Parallel Unconstrained Local Search for Partitioning Irregular Graphs
Nikolai Maas, Lars Gottesbüren, Daniel Seemaier
TL;DR
The paper tackles the NP-hard problem of balanced graph partitioning and proposes unconstrained refinement as a way to escape local minima, especially on irregular graphs. It develops two parallel unconstrained local-search solvers, unconstrained FM and unconstrained label propagation, augmented with a penalty-based rebalancing framework and a scalable rebalancing engine. Across extensive experiments, the approach yields up to 9.6% better edge cuts and achieves best-known results on irregular graphs for 75% of cases, with modest runtime overhead. This work demonstrates that allowing temporary balance violations, followed by careful rebalancing, can substantially improve partition quality and scalability, and it opens avenues for further refinements in penalty design and coarsening integration.
Abstract
We present new refinement heuristics for the balanced graph partitioning problem that break with an age-old rule. Traditionally, local search only permits moves that keep the block sizes balanced (below a size constraint). In this work, we demonstrate that admitting large temporary balance violations drastically improves solution quality. The effects are particularly strong on irregular instances such as social networks. Designing efficient implementations of this general idea involves both careful selection of candidates for unconstrained moves as well as algorithms for rebalancing the solution later on. We explore a wide array of design choices to achieve this, in addition to our third goal of high parallel scalability.
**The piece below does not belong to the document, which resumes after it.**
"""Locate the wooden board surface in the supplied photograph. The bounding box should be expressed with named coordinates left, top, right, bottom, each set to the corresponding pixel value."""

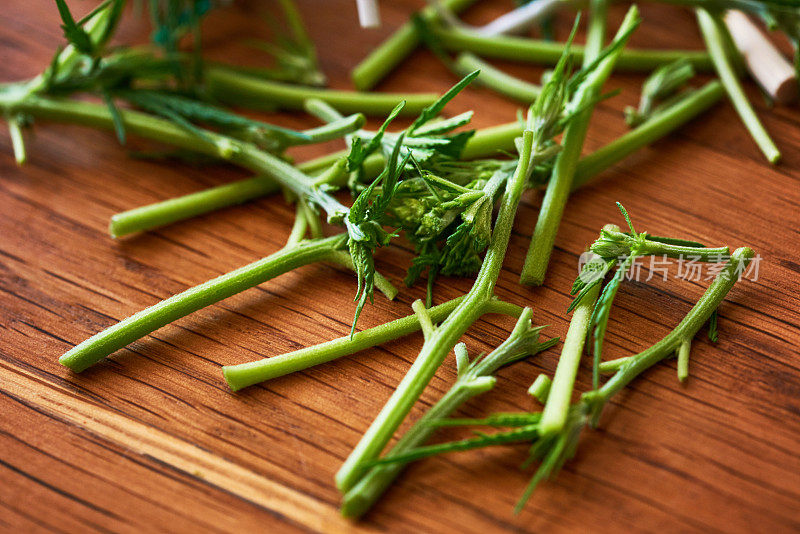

left=0, top=0, right=800, bottom=532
We present compelling experimental results, demonstrating that our parallel unconstrained local search techniques outperform the prior state of the art by a substantial margin. Compared with four state-of-the-art solvers, our new technique finds 75\% of the best solutions on irregular graphs. We achieve a 9.6\% improvement in edge cut over the next best competitor, while being only 7.7\% slower in the geometric mean.